Menilik perjalanan sepak bola Belanda memang bagaikan menonton film yang mempertontonkan kejeniusan di ramu dengan bakat-bakat alamiah plus ego-ego bak rock star yang menghasilkan peristiwa dramatis dan ironis namun minim prestasi. Praktis hanya trophy piala eropa tahun 1988 sajalah yang menjadi kebanggaan mereka. Namun di pentas dunia, Belanda hanya tercatat sebagai tim yang dianggap pantas menjadi juara dan atau tim yang nyaris juara.
LATAR BELAKANG KEJENIUSAN SEPAK BOLA BELANDA
Walaupun demikian, catatan sepak bola Belanda tetap layak untuk disimak.
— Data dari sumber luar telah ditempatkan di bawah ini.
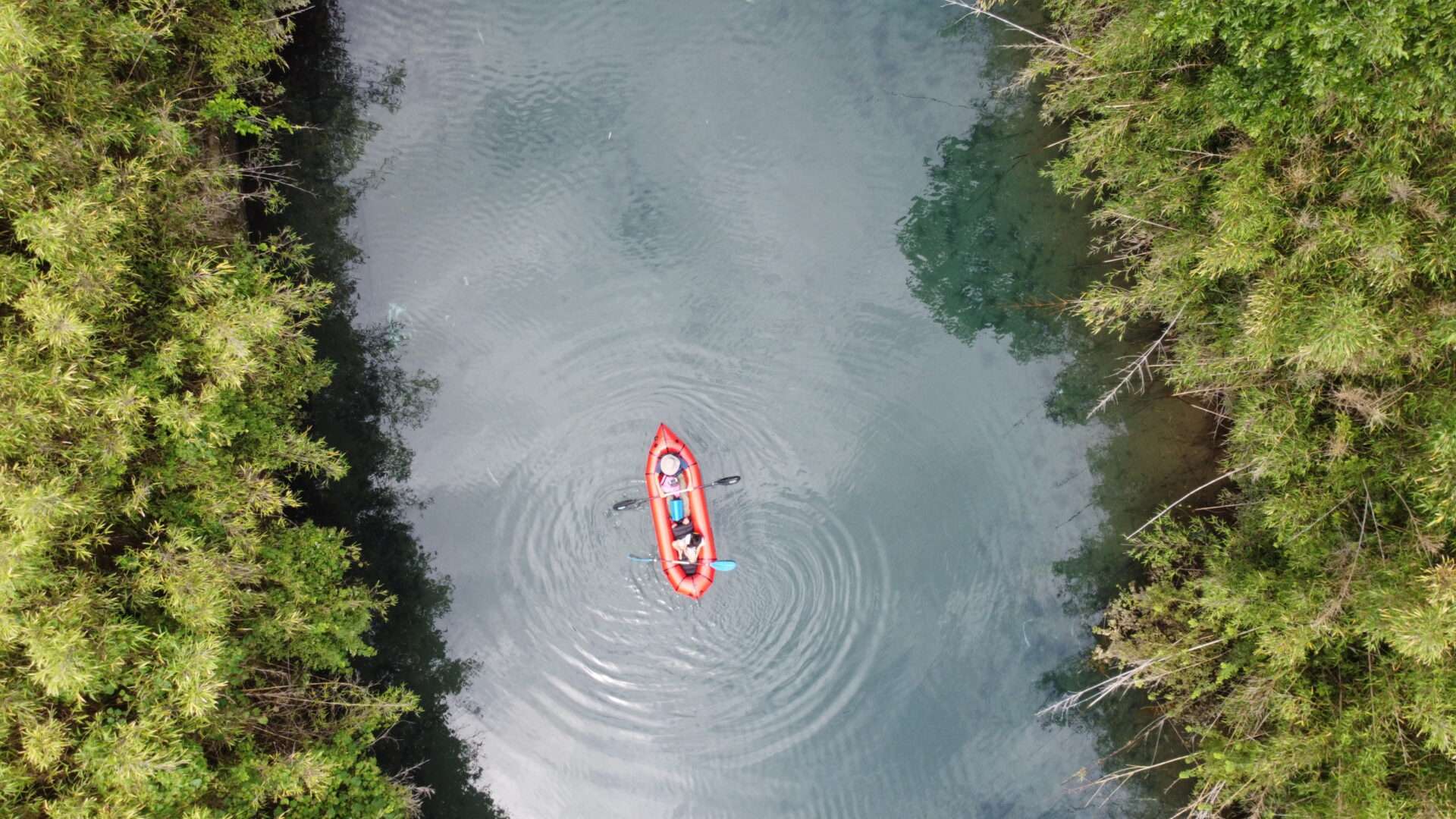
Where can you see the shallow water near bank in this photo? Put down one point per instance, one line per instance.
(805, 238)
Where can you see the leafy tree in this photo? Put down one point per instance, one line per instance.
(177, 640)
(1279, 177)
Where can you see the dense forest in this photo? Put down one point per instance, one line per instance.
(180, 639)
(1274, 181)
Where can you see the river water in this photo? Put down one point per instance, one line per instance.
(810, 240)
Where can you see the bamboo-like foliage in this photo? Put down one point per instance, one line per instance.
(1279, 175)
(171, 643)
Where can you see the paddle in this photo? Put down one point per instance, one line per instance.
(634, 503)
(718, 564)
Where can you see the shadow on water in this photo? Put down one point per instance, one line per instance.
(993, 249)
(362, 413)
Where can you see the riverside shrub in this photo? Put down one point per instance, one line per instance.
(1280, 177)
(172, 642)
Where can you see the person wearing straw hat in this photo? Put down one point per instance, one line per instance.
(670, 483)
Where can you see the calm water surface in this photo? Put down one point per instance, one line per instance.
(802, 237)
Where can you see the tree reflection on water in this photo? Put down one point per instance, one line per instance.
(993, 249)
(362, 413)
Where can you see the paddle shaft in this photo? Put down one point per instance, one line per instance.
(718, 564)
(626, 504)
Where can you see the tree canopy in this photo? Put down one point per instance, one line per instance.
(177, 637)
(1277, 177)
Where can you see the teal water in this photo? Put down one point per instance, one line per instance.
(813, 241)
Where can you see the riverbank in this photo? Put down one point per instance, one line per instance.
(178, 635)
(1277, 186)
(364, 411)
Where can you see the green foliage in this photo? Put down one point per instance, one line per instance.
(1280, 177)
(171, 642)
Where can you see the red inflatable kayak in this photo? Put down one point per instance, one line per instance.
(692, 580)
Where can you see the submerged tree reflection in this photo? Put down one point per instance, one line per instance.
(993, 249)
(362, 414)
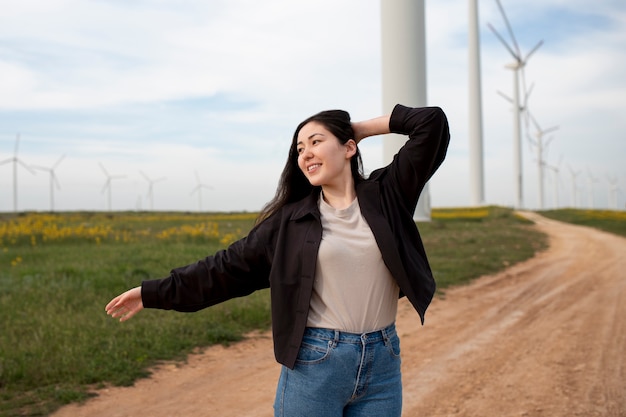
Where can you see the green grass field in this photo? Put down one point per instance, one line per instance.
(57, 272)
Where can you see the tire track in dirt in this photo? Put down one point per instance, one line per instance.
(546, 337)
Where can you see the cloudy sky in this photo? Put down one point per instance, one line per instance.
(191, 92)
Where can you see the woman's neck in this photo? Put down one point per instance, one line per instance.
(339, 197)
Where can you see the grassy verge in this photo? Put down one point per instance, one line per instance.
(608, 220)
(58, 271)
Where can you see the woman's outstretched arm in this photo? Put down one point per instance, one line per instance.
(371, 127)
(125, 305)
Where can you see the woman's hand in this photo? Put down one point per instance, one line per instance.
(371, 127)
(125, 305)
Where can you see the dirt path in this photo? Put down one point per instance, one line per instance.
(544, 338)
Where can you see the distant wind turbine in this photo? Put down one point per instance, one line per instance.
(53, 179)
(150, 194)
(107, 184)
(613, 191)
(198, 189)
(518, 71)
(590, 181)
(15, 160)
(573, 174)
(539, 144)
(555, 169)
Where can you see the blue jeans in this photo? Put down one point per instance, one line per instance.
(340, 374)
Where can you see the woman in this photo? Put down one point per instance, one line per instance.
(336, 250)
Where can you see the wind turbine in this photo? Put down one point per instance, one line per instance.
(590, 181)
(613, 190)
(555, 170)
(15, 160)
(477, 182)
(107, 184)
(518, 70)
(573, 174)
(538, 142)
(150, 194)
(198, 189)
(53, 179)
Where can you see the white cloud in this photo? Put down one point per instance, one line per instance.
(171, 87)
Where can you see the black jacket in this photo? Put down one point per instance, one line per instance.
(281, 252)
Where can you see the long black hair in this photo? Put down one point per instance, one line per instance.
(293, 185)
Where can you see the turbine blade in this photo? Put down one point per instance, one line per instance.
(532, 51)
(501, 39)
(58, 162)
(17, 145)
(26, 166)
(55, 180)
(103, 170)
(507, 98)
(510, 29)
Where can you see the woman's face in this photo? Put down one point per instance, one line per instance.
(321, 157)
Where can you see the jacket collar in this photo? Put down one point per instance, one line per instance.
(307, 206)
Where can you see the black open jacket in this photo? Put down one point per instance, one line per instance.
(281, 252)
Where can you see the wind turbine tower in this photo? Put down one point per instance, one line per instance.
(198, 189)
(16, 161)
(574, 174)
(403, 41)
(517, 66)
(53, 180)
(538, 142)
(150, 194)
(107, 184)
(477, 181)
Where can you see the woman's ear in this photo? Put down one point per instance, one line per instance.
(350, 148)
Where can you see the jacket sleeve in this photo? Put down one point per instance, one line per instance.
(416, 162)
(237, 271)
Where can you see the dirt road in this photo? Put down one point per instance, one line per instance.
(544, 338)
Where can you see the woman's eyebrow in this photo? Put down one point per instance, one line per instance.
(309, 138)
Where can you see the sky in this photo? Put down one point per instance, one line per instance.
(197, 100)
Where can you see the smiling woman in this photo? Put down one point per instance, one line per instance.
(336, 250)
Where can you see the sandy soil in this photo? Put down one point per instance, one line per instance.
(544, 338)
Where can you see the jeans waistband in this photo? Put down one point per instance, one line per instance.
(347, 337)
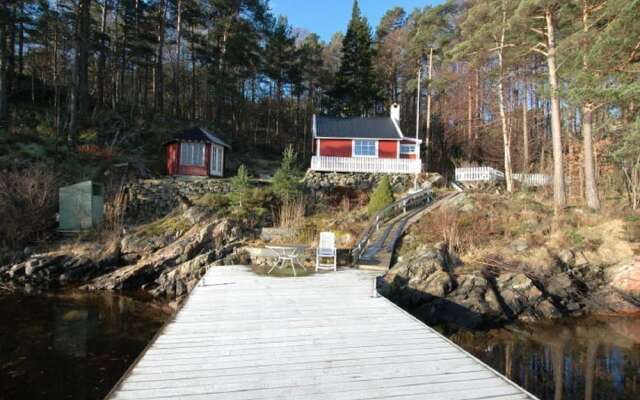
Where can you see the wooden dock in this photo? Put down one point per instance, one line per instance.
(325, 336)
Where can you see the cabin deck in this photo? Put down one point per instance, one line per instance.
(325, 336)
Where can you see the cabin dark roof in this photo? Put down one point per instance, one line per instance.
(356, 128)
(197, 134)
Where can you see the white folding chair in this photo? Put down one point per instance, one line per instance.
(327, 250)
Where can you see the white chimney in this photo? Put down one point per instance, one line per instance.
(395, 112)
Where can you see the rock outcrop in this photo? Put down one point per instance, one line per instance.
(328, 181)
(154, 198)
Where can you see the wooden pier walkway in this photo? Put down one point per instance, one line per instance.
(325, 336)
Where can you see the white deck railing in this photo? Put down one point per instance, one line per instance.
(488, 174)
(366, 164)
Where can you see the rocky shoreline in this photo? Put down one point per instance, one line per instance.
(433, 285)
(166, 264)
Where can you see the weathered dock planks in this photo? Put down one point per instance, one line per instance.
(243, 336)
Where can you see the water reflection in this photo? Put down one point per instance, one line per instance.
(591, 359)
(72, 346)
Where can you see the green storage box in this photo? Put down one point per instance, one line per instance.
(81, 206)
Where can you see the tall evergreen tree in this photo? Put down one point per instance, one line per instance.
(355, 92)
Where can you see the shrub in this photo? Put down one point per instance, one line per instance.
(286, 180)
(382, 196)
(28, 200)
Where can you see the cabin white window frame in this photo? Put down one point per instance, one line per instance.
(216, 167)
(192, 154)
(408, 149)
(355, 142)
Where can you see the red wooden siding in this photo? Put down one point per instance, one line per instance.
(387, 149)
(335, 148)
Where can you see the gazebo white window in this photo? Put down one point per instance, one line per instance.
(192, 154)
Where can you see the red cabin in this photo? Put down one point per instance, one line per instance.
(196, 152)
(374, 145)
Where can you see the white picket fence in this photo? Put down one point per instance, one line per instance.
(366, 164)
(488, 174)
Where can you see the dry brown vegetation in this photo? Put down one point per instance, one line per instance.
(28, 200)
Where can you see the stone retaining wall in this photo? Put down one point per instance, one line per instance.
(153, 198)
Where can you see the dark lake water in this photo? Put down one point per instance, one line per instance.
(78, 346)
(74, 346)
(586, 359)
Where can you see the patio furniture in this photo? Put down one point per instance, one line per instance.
(287, 254)
(327, 250)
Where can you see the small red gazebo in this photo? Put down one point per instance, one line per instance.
(196, 152)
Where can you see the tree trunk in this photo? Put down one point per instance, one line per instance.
(4, 101)
(506, 137)
(176, 71)
(159, 73)
(469, 111)
(559, 195)
(590, 186)
(525, 135)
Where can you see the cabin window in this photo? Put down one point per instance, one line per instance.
(364, 148)
(192, 154)
(407, 149)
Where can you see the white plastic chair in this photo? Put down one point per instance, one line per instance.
(327, 250)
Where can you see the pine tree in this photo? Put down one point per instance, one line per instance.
(355, 92)
(4, 103)
(382, 196)
(286, 180)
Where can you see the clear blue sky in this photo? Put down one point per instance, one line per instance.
(325, 17)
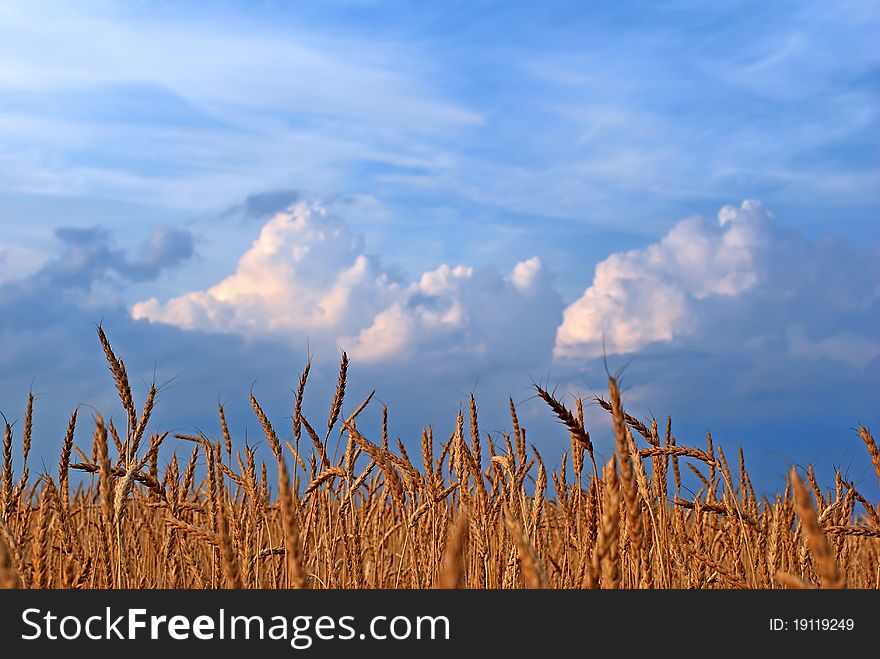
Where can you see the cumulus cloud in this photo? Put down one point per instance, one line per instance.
(308, 276)
(89, 254)
(738, 282)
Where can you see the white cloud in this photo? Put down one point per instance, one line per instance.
(307, 276)
(647, 295)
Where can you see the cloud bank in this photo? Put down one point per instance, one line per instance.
(737, 283)
(308, 277)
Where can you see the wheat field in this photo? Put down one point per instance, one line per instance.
(468, 513)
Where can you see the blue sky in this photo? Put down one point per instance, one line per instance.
(486, 191)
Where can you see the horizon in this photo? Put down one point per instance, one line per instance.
(477, 198)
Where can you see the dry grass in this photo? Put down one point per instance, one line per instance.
(474, 514)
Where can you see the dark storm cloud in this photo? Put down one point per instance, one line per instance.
(89, 254)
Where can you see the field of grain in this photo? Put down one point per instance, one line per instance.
(467, 513)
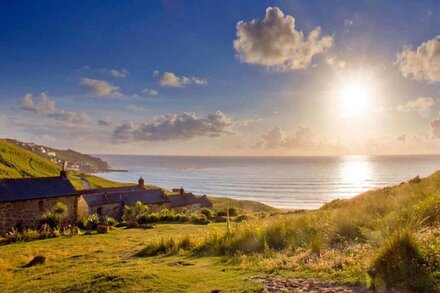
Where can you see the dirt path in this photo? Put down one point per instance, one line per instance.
(279, 284)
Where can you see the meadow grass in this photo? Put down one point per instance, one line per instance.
(108, 262)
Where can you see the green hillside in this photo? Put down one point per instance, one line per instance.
(18, 162)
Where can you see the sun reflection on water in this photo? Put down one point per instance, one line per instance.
(355, 173)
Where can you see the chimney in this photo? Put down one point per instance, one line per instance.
(63, 172)
(141, 182)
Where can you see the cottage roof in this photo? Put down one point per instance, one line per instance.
(178, 200)
(35, 188)
(111, 189)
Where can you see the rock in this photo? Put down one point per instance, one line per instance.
(38, 260)
(103, 228)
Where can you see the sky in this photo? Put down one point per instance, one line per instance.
(177, 77)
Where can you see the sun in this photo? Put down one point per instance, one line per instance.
(354, 99)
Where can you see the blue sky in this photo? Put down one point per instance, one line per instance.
(95, 61)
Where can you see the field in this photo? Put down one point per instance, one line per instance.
(103, 262)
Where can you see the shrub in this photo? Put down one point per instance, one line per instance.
(168, 247)
(55, 216)
(92, 222)
(82, 222)
(201, 219)
(103, 228)
(71, 230)
(400, 265)
(13, 236)
(51, 219)
(184, 218)
(207, 213)
(241, 218)
(145, 219)
(29, 235)
(45, 231)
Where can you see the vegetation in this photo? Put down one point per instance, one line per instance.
(18, 162)
(93, 164)
(383, 239)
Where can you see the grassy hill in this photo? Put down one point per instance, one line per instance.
(18, 162)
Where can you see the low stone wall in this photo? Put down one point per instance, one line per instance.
(27, 213)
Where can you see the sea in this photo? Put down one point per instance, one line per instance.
(282, 182)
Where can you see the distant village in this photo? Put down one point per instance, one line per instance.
(75, 160)
(24, 201)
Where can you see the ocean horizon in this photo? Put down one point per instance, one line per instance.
(282, 182)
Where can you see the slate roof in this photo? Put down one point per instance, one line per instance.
(125, 195)
(148, 196)
(35, 188)
(177, 200)
(111, 189)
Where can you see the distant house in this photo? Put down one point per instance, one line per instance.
(180, 199)
(204, 202)
(23, 201)
(109, 202)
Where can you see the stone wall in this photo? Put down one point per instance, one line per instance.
(113, 210)
(27, 213)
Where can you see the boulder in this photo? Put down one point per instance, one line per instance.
(38, 260)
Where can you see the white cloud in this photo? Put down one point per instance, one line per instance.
(169, 79)
(435, 128)
(104, 122)
(421, 105)
(275, 138)
(422, 64)
(348, 23)
(175, 127)
(150, 92)
(119, 73)
(100, 88)
(136, 108)
(46, 107)
(71, 117)
(122, 73)
(333, 61)
(43, 106)
(275, 43)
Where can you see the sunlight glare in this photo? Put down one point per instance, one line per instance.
(353, 99)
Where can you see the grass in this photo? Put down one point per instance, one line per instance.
(344, 241)
(104, 262)
(18, 162)
(249, 206)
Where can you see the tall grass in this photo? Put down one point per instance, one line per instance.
(346, 237)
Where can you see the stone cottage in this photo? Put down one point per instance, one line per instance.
(23, 201)
(109, 202)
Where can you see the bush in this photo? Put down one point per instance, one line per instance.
(207, 213)
(201, 219)
(168, 247)
(184, 218)
(111, 221)
(92, 222)
(145, 219)
(51, 219)
(401, 266)
(55, 216)
(241, 218)
(82, 222)
(29, 235)
(13, 236)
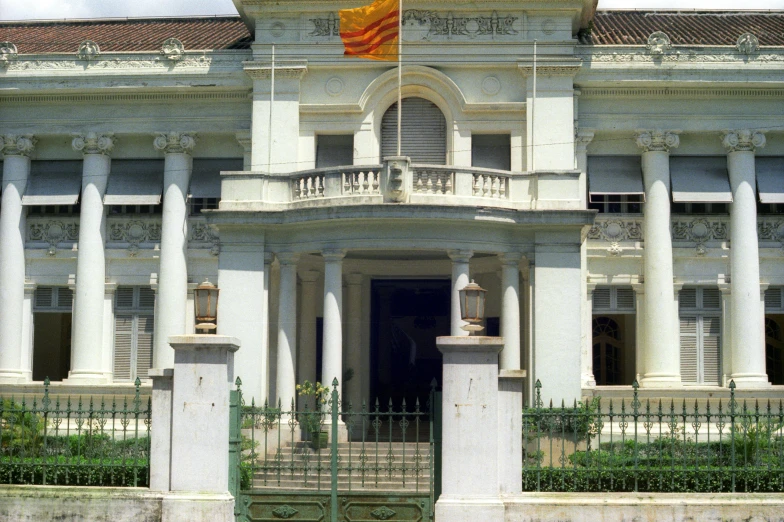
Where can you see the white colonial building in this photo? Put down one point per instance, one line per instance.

Terlebih jika dilihat dari filosofi sepak bola mereka yang terkenal dengan sebutan “Total Football”. Sebuah filosofi permainan sepak bola yang sempat membuat geger dunia ketika di ramu pertama kali oleh Rinus Michels dan di aplikasikan secara sempurna oleh Johan Cruyff dkk di lapangan hijau pada saat membawa Ajax Amsterdam menjuarai piala champions tahun 1971.
Seorang penulis berkebangsaan Inggris, David Winner, berhasil menjelaskan dengan baik tentang dasar dari filosofi Total Football yang ternyata sudah mengakar dalam setiap aspek kehidupan orang Belanda di dalam bukunya yang berjudul Brilliant Orange: The Neurotic Genius of Dutch Football (2000).
Menurut Winner, asal muasal Total Football didasarkan pada sebuah gerakan sosial yang di gagas oleh para filsuf dan arsitek di negeri Belanda pada sekitar tahun 1970-an. Sebuah gerakan bernama TOTAL. Gerakan sosial ini dipicu oleh kebutuhan akan ruang yang semakin lama semakin terasa berkurang.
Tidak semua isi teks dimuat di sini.